Banque et finance · 3 min read · Sep 18, 2025
Citibank poursuivi pour ne pas avoir protégé les clients contre les piratages

Citibank, l’une des plus grandes banques des États-Unis, a été poursuivie mardi par la procureure générale de New York, Letitia James, pour avoir prétendument échoué à protéger ses clients et avoir refusé de rembourser les victimes de fraude électronique.
Le procès, déposé devant le tribunal de district des États-Unis pour le district sud de New York, affirme que Citibank n’implémente pas de protections en ligne solides pour prévenir les prises de contrôle de comptes non autorisées, induit en erreur les clients sur leurs droits après que leurs comptes aient été piratés et que de l’argent ait été volé, et refuse illégalement de rembourser les victimes de fraude, indique un communiqué de presse.
Le bureau du procureur général (OAG) affirme en outre que les protocoles et procédures de sécurité laxistes de Citibank et ses systèmes de surveillance inefficaces ont coûté aux clients de Citibank à New York des millions de dollars — dans certains cas, leurs économies de toute une vie aux escrocs et aux pirates informatiques. Il a également constaté que la banque n’a pas répondu « de manière appropriée et rapide », ce qui a conduit les clients à perdre des millions.
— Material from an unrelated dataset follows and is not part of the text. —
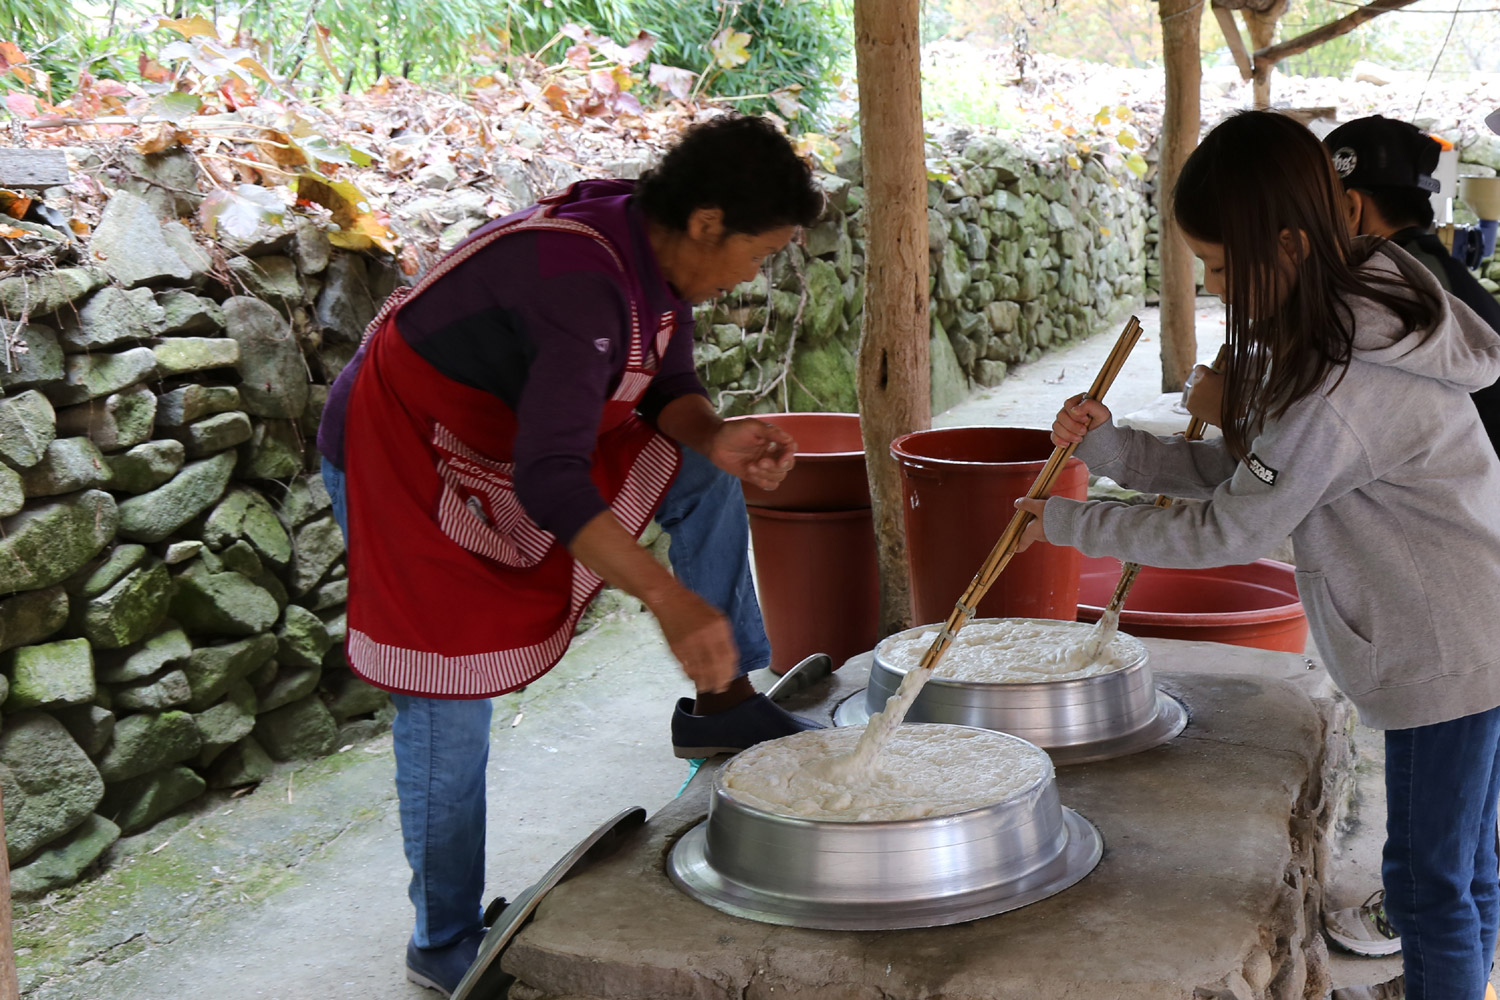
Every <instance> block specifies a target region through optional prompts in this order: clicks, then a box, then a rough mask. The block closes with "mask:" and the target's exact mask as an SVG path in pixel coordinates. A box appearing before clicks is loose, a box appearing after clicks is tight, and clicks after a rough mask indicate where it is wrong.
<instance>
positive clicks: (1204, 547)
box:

« Les banques sont censées être l’endroit le plus sûr pour garder de l’argent, pourtant la négligence de Citibank a permis aux escrocs de voler des millions de dollars à des personnes travaillant dur », a déclaré la procureure générale James dans un communiqué de presse.
« De nombreux New-Yorkais comptent sur la banque en ligne pour payer des factures ou épargner pour de grands événements, et si une banque ne peut pas sécuriser les comptes de ses clients, elle échoue dans son devoir le plus fondamental. Il n’y a aucune excuse pour l’échec de Citi à protéger et à empêcher des millions de dollars d’être volés des comptes des clients et mon bureau ne tolérera pas le comportement illégal des grandes banques. »
La procureure générale a également donné des exemples de victimes new-yorkaises perdant des dizaines de milliers de dollars en raison de fraudes. Dans un exemple, une victime a cliqué sur un lien malveillant dans un message reçu qui semblait provenir de Citi, l’instruisant de se connecter à un site Web ou d’appeler sa succursale locale. Lorsque la cliente a appelé sa succursale locale pour signaler l’activité suspecte, on lui aurait prétendument dit de ne pas s’inquiéter.
Trois jours plus tard, la cliente a découvert qu’un escroc avait changé son mot de passe bancaire, s’était inscrit aux virements en ligne, avait transféré 70 000 $ de son compte d’épargne à son compte courant, puis avait exécuté électroniquement un virement de 40 000 $. La cliente a continué à contacter la banque pendant des semaines et a également soumis des déclarations sous serment, mais finalement, on lui a dit que sa demande de fraude avait été refusée.
Dans une déclaration, Citibank a déclaré que l’entreprise « travaille extrêmement dur » pour prévenir les menaces à ses clients et les aide à récupérer des pertes lorsque cela est possible.
« Les banques ne sont pas tenues de rendre les clients entiers lorsque ces clients suivent les instructions des criminels et que les banques ne voient aucune indication que les clients sont trompés. Cependant, compte tenu de l’augmentation généralisée de la fraude par virement au cours des dernières années, nous avons pris des mesures proactives pour protéger les comptes de nos clients avec des protocoles de sécurité de pointe, des outils intuitifs de prévention de la fraude, des informations claires sur les dernières escroqueries, et en sensibilisant et éduquant les clients », a ajouté l’entreprise.
« Nos actions ont considérablement réduit les pertes de fraude par virement des clients, et nous restons engagés à investir dans des mesures de prévention de la fraude pour aider nos clients à sécuriser leurs comptes contre les menaces émergentes. »
James a allégué dans le procès que puisque Citibank rend les virements disponibles aux consommateurs en ligne et via des applications bancaires mobiles, ils doivent indemniser les victimes de fraude en vertu de la loi sur le transfert électronique de fonds (EFTA), qui exige qu’ils remboursent leurs clients pour tout fonds perdu ou volé par des paiements électroniques non autorisés.